An Analogy for Teaching High School

March 22, 2008

A friend of mine in college had a knack for explaining everything with a hamburger or car analogy.  I’ve been working on an analogy for teaching.  Here is one using a trip.  I think I would use it as a first day intro speech.  The idea is borrowed from Stephen Covey’s 7 Habits for Families.  He talks about a family as a plane and how you need to stay on course.  This is something like that.

Here is what I would say:

You are all about to take a trip.  We all leave today.  The destination is clear.  At the end of the trip we will all need to be at the place where have all the knowledge and skills from this class.  You will have gotten to a place where you can continue on to a new journey next year. 

Some of you are taking off in jet airplanes, some in helicopters, some in cars, others might be getting on your bike, while some might just be lacing up your shoes to get walking.  How you get there is not important but what is important is that you are taking your own way.  It is not worth it to get in someone elses car, or try to jump up on someones plane so you can spend all year in the passenger seat taking naps.  You need to get there your self.  You can fly together with others, caravan together, or even hold hands with someone else as you walk down the street.  If your in a car you might honk at the biker as you pass to encourage them on.  

Those of you walking will not have a chance to let up.  You will need to continue down your path everyday.  The jet pilots could possibly take some extra time refuelling but they must also make sure that they reach the destination by the end of the year.

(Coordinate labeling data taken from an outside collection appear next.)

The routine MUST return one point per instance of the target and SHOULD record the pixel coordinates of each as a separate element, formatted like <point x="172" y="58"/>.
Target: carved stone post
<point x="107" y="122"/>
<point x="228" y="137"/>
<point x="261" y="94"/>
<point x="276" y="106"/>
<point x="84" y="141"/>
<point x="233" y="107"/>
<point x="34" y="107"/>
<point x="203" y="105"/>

My job is to keep everyone on course.  I will make it clear where we are going.  Along the way I will let you know if you have the right coordinates or if you are going down the right street.  Whenever you start to get off track I will let you know.  I am your GPS locator, your map, your compass, and your guide.  You can always ask me for directions. 

It is your job to keep moving.  I’m going to tell you how sweet it is at the end of this trip.  I’ll give you encouragement at major milestones.  I’ll even sit right in the passenger seat if you need me to.  I can’t pedal for you, I can’t press on the accelerator, and I certainly can’t fill your shoes.  It is up to you to keep moving forward.

That’s all I’ve got so far.  I’ll add more as it comes to me.